Visual-Attention-Network/SegNeXt

Encoder-Decoder downsample 1/8x, is too coarse to produce 'seg_logits'

chenxinfeng4 opened this issue · 3 comments

I have the original input feature 830(H)x1280(W), but find seg_logits is downsampled to 1024(Channel)x104(H)x160(W) feature map in ham_head. It's too coarse.
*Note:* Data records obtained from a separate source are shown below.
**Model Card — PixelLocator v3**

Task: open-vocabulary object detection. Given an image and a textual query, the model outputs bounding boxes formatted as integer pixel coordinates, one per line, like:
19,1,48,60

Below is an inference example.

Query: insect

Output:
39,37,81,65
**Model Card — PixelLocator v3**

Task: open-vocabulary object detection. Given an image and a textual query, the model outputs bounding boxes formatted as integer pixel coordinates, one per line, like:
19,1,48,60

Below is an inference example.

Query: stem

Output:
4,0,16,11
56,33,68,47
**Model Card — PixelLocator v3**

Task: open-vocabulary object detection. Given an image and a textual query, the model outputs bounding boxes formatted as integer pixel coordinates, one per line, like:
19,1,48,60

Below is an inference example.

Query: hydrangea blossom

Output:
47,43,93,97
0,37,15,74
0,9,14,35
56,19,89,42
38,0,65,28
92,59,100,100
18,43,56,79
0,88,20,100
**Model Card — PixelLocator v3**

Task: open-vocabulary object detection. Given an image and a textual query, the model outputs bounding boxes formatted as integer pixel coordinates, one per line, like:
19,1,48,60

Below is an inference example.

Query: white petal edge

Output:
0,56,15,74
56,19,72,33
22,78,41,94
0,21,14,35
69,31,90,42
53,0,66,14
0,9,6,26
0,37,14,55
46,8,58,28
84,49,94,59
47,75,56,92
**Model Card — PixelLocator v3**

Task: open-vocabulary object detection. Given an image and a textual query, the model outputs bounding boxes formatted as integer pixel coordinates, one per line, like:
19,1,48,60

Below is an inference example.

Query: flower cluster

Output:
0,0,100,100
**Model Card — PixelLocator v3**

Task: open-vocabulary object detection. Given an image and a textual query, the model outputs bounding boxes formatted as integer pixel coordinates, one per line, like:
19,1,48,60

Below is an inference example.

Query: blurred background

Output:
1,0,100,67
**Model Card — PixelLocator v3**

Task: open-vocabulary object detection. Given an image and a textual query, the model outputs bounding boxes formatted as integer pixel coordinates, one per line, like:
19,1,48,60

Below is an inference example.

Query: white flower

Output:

你可以看到 在分割时,动物的边界不是很清晰。这可能是降采太多导致。希望提供指导。

Plus, you will see too many background occuping the image, which is hard to optimize the other class-segmentation. How to optimize the model to overcome this issue. For example the class_weight?

image

# tools/dist_train.sh segnext.large.ratmetric.py 4
# python tools/train.py segnext.large.ratmetric.py
_base_ = [
    'local_configs/segnext/large/segnext.large.512x512.coco_stuff164k.80k.py'
]

num_classes = 3
# load_from = None
load_from = 'work_dirs/segnext.large.ratmetric/latest.pth'

model = dict(
    backbone=dict(init_cfg=dict(type='Pretrained', checkpoint='pretrained/segnext_large_512x512_ade_160k.pth')),
    decode_head=dict(
        num_classes=num_classes,
        loss_decode=dict(
            type='CrossEntropyLoss', use_sigmoid=False, class_weight=[1.0/50, 1.0, 1.0], loss_weight=1.0))
)

runner = dict(type='IterBasedRunner', max_iters=6400)
checkpoint_config = dict(by_epoch=False, interval=800)
evaluation = dict(interval=800, metric='mIoU')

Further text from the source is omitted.